Firstly, it is important to understand the term ‘value’ is not merely dollar and cents in households making the decision to construct or to house the remains of their loved ones in a columbarium. The dollar and cents aspect is just a very small part of what a columbarium is really worth to them. By and large, many Chinese will state that they wish to pass on the tradition of filial piety and the respect for their ancestors to their future generations. Building a columbarium to house the remains of their ancestors creates a permanent place for descendants to hold memorial services and to pay respect to the ancestors. It is a tangible link to the past and many feel that by doing this, it will help to strengthen family bonds and instil the value of filial piety in the generations to come. It is with this in mind that several clans have opted to construct private columbariums for the exclusive use of their members. Secondly, having a peaceful and serene environment will also add value to the place where the deceased are laid to rest. This would allow for family and friends to ‘visit’ the departed in a peaceful environment, conducive to meditation and solemn remembrance of the deceased. This is very unlike some in-land cemeteries where the exhumation of graves is a common occurrence and the land is sometimes repurposed for other developments.
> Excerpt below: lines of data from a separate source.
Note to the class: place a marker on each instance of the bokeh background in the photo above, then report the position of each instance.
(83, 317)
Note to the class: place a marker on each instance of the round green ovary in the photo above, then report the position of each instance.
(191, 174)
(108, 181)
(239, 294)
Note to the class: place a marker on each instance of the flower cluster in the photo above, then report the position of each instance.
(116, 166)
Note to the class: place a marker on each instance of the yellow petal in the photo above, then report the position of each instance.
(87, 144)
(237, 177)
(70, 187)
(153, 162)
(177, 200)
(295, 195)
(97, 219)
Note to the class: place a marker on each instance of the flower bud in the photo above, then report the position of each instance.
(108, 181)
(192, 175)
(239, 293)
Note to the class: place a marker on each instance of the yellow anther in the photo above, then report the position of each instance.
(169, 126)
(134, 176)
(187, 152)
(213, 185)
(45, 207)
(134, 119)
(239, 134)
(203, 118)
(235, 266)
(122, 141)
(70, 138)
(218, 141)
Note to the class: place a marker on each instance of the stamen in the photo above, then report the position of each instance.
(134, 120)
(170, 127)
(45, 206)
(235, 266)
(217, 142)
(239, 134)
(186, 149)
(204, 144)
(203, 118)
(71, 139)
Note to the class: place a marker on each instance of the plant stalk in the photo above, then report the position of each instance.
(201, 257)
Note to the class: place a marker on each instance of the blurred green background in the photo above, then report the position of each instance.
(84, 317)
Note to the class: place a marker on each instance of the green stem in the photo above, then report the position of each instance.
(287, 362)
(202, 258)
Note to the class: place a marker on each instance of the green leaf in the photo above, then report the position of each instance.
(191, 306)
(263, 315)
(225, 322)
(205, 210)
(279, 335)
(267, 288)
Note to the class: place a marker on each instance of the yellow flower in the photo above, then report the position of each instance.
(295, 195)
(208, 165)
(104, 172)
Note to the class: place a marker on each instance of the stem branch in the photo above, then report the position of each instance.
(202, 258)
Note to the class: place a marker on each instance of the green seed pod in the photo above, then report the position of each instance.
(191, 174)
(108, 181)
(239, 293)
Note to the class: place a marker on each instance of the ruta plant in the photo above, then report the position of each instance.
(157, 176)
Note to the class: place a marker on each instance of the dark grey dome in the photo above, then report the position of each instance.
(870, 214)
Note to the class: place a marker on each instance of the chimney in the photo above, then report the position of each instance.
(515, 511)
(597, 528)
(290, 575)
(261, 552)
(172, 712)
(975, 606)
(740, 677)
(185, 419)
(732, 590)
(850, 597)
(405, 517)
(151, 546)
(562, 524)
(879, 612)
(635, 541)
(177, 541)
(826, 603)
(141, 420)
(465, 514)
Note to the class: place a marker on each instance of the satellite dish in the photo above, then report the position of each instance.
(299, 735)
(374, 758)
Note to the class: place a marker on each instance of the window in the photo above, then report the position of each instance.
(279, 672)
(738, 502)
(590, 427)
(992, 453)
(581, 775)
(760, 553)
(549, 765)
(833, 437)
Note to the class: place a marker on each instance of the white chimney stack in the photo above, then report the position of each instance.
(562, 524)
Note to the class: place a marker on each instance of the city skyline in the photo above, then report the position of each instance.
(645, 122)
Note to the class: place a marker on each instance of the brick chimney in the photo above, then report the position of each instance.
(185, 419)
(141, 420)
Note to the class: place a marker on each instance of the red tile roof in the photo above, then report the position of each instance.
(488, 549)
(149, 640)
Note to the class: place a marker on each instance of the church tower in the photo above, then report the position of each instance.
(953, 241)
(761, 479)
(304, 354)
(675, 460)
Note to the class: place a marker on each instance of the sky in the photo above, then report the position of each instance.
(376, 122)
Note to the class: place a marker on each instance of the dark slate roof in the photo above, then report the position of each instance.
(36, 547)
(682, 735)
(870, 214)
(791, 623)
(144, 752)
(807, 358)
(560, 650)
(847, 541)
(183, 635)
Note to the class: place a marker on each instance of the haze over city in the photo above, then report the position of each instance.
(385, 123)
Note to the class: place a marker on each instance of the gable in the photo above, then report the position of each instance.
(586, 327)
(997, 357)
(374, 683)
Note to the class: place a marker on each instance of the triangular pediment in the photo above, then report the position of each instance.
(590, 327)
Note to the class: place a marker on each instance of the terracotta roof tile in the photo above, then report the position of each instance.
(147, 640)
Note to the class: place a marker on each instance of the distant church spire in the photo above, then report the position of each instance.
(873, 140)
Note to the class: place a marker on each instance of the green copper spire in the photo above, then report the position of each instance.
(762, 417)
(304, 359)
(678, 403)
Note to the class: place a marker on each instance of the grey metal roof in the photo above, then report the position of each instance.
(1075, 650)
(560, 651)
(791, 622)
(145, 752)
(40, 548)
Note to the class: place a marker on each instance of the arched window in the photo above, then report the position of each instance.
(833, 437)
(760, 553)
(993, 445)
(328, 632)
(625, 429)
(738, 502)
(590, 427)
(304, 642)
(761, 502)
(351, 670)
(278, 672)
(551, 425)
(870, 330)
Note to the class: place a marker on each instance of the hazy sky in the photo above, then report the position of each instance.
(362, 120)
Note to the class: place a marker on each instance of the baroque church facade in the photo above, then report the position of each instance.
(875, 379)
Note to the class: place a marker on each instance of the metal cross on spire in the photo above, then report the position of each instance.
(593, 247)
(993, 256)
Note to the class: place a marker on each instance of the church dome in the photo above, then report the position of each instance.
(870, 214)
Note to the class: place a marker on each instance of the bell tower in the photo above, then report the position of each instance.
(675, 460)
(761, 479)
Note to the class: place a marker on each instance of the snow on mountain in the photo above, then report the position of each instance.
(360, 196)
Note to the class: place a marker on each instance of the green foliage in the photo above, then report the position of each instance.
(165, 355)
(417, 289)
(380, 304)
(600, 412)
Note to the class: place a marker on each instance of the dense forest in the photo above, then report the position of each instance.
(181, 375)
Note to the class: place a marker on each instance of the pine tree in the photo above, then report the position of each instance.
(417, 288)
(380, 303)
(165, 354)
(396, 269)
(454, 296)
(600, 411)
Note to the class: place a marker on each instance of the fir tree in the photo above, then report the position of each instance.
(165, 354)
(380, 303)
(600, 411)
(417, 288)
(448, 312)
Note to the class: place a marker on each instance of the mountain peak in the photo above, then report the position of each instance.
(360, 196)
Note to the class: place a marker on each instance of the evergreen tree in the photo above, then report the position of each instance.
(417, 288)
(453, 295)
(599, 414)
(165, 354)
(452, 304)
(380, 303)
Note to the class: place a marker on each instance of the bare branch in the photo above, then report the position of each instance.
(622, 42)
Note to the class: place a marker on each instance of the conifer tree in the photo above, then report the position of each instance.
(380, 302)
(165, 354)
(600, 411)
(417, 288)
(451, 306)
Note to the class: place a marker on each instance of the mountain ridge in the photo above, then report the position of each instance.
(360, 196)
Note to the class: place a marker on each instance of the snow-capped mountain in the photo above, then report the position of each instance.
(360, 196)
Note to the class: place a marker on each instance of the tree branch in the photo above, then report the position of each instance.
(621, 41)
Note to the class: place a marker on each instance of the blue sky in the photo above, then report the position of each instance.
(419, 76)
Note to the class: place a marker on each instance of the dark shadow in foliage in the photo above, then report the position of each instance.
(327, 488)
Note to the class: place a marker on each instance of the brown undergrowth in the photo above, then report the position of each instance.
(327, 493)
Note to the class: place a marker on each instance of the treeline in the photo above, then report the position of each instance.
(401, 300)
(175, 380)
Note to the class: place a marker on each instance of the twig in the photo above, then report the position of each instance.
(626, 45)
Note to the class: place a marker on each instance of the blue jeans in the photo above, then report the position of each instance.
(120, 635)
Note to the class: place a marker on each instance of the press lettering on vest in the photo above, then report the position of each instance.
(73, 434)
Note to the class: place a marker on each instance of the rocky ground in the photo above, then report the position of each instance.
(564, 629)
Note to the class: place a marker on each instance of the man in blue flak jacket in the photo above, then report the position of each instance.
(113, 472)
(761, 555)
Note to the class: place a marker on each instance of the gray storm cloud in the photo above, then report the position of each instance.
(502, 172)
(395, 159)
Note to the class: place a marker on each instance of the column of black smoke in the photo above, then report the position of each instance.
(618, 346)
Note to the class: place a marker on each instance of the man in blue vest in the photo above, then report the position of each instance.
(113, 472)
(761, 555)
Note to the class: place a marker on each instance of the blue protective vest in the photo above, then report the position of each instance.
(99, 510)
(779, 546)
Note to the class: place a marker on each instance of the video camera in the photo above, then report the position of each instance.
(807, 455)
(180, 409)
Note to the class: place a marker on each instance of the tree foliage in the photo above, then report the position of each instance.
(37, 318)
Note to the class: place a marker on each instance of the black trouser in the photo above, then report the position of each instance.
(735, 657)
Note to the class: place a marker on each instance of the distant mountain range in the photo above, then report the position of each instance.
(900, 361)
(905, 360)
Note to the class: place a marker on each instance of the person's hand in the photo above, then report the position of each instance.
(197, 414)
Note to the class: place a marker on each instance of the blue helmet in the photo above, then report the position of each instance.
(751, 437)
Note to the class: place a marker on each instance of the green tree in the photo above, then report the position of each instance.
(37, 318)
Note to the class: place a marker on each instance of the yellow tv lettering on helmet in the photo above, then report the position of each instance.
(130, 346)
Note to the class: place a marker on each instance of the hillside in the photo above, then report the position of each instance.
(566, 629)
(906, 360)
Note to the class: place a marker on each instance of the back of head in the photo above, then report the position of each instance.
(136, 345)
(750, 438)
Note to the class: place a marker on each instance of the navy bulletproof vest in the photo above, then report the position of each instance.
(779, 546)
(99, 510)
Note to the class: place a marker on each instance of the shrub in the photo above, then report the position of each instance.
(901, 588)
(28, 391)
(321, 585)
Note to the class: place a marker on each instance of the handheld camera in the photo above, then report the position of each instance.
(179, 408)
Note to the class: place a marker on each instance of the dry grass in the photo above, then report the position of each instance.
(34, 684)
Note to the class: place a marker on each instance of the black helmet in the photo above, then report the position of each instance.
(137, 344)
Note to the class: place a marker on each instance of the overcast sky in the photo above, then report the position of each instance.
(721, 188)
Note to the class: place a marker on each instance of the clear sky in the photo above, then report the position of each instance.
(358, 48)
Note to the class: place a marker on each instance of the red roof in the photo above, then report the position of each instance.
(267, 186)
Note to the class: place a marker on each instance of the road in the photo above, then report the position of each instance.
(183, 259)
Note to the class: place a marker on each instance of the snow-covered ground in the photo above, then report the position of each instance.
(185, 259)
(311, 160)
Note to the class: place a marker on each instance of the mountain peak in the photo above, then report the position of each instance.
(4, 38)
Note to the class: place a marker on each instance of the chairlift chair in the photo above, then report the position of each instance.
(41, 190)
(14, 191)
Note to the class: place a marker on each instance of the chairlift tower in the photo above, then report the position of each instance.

Cultural and religious significance

Compare these principles and practices to current-day death rituals and treatment of the deceased, satisfaction levels are relatively low. Traditional practices involved whole body burials that were to take place in a quiet and natural environment. Graves were then to be tended to on a regular basis by the family of the deceased. As Singapore continues to urbanize rapidly, the scarcity of land has led to a shortage of burial plots and an increase in cremation as an alternative. The handling of ashes is a matter often overlooked and generally unsatisfactory. Ashes are commonly stored in urns which may be forgotten over the years. The placement of urns in a niche was introduced as an alternative to whole body burials and is a much tidier and space-saving method. With the relevance of past and current practice to Indian and Chinese communities, the concept of a niche within a columbarium is actually very well suited. The only issue is the price and availability of suitable columbariums.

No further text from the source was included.